According to the Yale Budget Lab, the tariffs implemented in 2025 are projected to reduce U.S. real GDP growth by 0.5% points annually in 2025 and 2026, while employment is expected to decline by approximately 505,000 jobs in 2025. The average effective tariff rate reached 18.3% pre-substitution, the highest since 1934, and 17.3% post-substitution, the highest since 1935. These measures have increased the overall price level by 1.8% in the short run, equivalent to a $2,400 income loss per household, and by 1.5% post-substitution, or $2,000 per household.1
Tariffs have disproportionately affected clothing and textiles, with short-run price increases of 40% for shoes and 38% for apparel. Longterm increases are estimated at 19% and 17%, respectively. While manufacturing output is projected to grow by 2.1% in the long run, construction is expected to contract by 3.5%, and agriculture by 0.9%.1
The tariffs are anticipated to generate $2.7 trillion in revenue over 2026–2035, with $466 billion in negative dynamic revenue effects, resulting in $2.2 trillion in dynamic revenues. Globally, Canada’s economy is expected to shrink by 2.1% in the long run, while the U.S. economy contracts by 0.4%.1 The EU and UK may see slight economic gains.

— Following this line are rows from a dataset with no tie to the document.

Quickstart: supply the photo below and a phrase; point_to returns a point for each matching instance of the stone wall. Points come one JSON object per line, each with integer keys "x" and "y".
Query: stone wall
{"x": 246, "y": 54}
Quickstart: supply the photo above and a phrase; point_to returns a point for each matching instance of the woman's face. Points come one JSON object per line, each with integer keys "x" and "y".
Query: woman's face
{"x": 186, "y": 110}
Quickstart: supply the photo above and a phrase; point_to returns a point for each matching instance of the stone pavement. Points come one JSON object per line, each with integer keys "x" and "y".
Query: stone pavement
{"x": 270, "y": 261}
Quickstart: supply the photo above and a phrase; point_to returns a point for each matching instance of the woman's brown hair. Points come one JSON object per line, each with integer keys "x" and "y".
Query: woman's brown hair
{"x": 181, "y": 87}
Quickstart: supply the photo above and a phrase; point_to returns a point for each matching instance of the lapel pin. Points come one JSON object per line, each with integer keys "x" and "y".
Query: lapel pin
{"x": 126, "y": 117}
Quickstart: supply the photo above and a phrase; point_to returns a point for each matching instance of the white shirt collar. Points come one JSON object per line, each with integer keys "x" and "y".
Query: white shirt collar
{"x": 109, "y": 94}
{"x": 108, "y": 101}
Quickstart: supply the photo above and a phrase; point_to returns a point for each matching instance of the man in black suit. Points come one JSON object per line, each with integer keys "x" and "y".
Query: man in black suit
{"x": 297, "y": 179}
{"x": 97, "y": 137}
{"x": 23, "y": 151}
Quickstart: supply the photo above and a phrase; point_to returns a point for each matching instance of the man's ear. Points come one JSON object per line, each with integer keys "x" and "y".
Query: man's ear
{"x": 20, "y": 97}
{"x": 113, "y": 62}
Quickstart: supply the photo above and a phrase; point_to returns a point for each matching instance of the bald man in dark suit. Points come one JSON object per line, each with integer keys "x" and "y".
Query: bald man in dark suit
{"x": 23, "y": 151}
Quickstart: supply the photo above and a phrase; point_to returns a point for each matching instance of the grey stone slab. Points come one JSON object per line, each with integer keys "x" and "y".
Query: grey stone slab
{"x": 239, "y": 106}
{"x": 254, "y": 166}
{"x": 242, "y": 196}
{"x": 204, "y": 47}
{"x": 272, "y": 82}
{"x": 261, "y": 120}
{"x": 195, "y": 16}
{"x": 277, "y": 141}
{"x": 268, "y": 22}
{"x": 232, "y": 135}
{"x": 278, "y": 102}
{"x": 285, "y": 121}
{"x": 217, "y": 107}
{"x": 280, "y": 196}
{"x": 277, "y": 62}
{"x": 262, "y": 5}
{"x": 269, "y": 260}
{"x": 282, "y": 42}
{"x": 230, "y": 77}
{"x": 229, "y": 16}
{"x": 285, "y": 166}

The automotive sector is facing unprecedented challenges due to tariffs, declining electric vehicle (EV) demand, and high transition costs to EVs. President Trump’s tariffs on imported cars and parts have caused significant financial losses for manufacturers like Toyota, VW, and Ford, with costs expected to impact consumers. Global EV sales are slower than anticipated, comprising only 10% of total sales by the end of 2025. Major OEMs, including Toyota, VW, Stellantis, Ford, Tesla, Mercedes-Benz, Renault, and BMW, reported declining revenues, profits, and sales in 2025. Manufacturers are pivoting to plug-in hybrid electric vehicles (PHEVs) as a transitional technology.2
Ongoing litigation surrounding tariffs imposed by President Trump is creating uncertainty. Landmark cases such as V.O.S. Selections Inc. v. Trump and Learning Resources, Inc. v. Trump challenge the legality of these tariffs. Conflicting rulings from federal courts have led to appeals, with potential Supreme Court review expected by mid-2026, with a ruling not until 2028. The litigation has sparked calls for legislative reform, including the proposed Trade Review Act, which would limit presidential authority and require Congressional approval.3
Directors and officers (D&O) liability insurance can be activated if a company’s leadership fails to adequately plan for the impact of tariffs, potentially leading to financial harm, regulatory scrutiny, or shareholder lawsuits.
Key Considerations:
Companies should proactively assess their D&O coverage terms to ensure they include tariff-related risks. Reviewing policy exclusions and engaging with insurers early can help mitigate potential claim denials. If your operations are particularly exposed to tariff risks, you may need customized risk management strategies.
The U.S. tariffs of 2025 are reshaping the economic and industrial landscape, with significant implications for GDP growth, employment, consumer prices, and global trade dynamics. Legal challenges and policy debates continue to unfold, adding uncertainty to the future of trade and tariff authority. Industries are adapting by diversifying supply chains and reevaluating investment priorities to navigate the complexities of a tariff-driven economy.